The jokes

What did the boy with no hands get for Christmas? Gloves!

Nah, just kidding... He still hasn't unwrapped his present.

What did Gordon Ramsay say to Hitler?

“Oh my god, put them back in the damn ovens! They’re so under-cooked they’re writing fucking diaries!”

Wanted to go to the zoo, it was too packed, so I went to KFC instead. Their monkey enclosure is better anyway.

Everyone: You gotta pay the cost to be the boss.

Germans: You gotta be the caust to be the boss.

I was walking down the hallway at my job when I saw a kid crying.

I asked him where his parents were, and he kept crying.

Man, I love working at the orphanage.

Dad: Son, do you want to play Rock 'Em Sock 'Em Robots?

Son: Sure, let me get it from the closet.

Dad: No, bring your sisters.

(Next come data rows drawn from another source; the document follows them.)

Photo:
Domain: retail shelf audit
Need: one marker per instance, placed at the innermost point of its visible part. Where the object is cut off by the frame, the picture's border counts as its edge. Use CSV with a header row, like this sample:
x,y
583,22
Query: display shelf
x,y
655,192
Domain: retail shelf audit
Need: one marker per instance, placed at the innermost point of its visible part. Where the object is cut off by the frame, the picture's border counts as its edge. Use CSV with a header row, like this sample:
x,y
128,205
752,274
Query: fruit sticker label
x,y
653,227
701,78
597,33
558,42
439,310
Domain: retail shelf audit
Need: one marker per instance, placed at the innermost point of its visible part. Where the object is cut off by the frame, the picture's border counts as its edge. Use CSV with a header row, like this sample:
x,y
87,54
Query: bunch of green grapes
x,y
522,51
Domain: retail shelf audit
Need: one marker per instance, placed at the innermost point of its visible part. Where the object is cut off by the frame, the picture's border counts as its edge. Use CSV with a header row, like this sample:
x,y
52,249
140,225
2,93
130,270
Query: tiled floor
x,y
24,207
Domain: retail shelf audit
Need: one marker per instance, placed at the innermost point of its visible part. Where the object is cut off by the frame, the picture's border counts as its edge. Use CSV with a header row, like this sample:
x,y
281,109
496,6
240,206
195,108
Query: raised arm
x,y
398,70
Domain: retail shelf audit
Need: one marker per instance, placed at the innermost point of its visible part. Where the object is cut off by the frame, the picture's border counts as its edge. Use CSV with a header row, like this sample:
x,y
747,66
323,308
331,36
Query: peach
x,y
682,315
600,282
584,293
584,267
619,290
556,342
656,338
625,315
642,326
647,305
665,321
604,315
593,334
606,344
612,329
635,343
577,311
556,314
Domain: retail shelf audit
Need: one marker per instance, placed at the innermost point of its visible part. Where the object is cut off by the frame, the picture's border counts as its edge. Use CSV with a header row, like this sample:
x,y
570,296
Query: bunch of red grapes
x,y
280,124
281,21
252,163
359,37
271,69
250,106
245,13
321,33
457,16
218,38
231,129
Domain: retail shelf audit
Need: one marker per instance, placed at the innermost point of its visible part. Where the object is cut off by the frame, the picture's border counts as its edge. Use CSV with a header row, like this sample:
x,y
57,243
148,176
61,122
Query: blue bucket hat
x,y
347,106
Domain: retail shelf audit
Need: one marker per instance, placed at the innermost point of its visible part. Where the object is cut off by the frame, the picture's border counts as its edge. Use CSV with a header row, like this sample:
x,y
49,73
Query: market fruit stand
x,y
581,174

Just like the game, they can’t move their legs.

Yo mama so disgusting that when she took a shower, the water turned into ditchwater.

Why couldn't the annoying dog get on Papyrus's nerves?

HE'S A SKELETON. HE DOESN'T HAVE ANY.

Why is it so punny when Sans tells a joke in the evening?

Because a SANSET is happening.

Yo mama so fat when The Rock hit her with a Rock Bottom, her big fat ass belly let all the pizza explode out of her belly!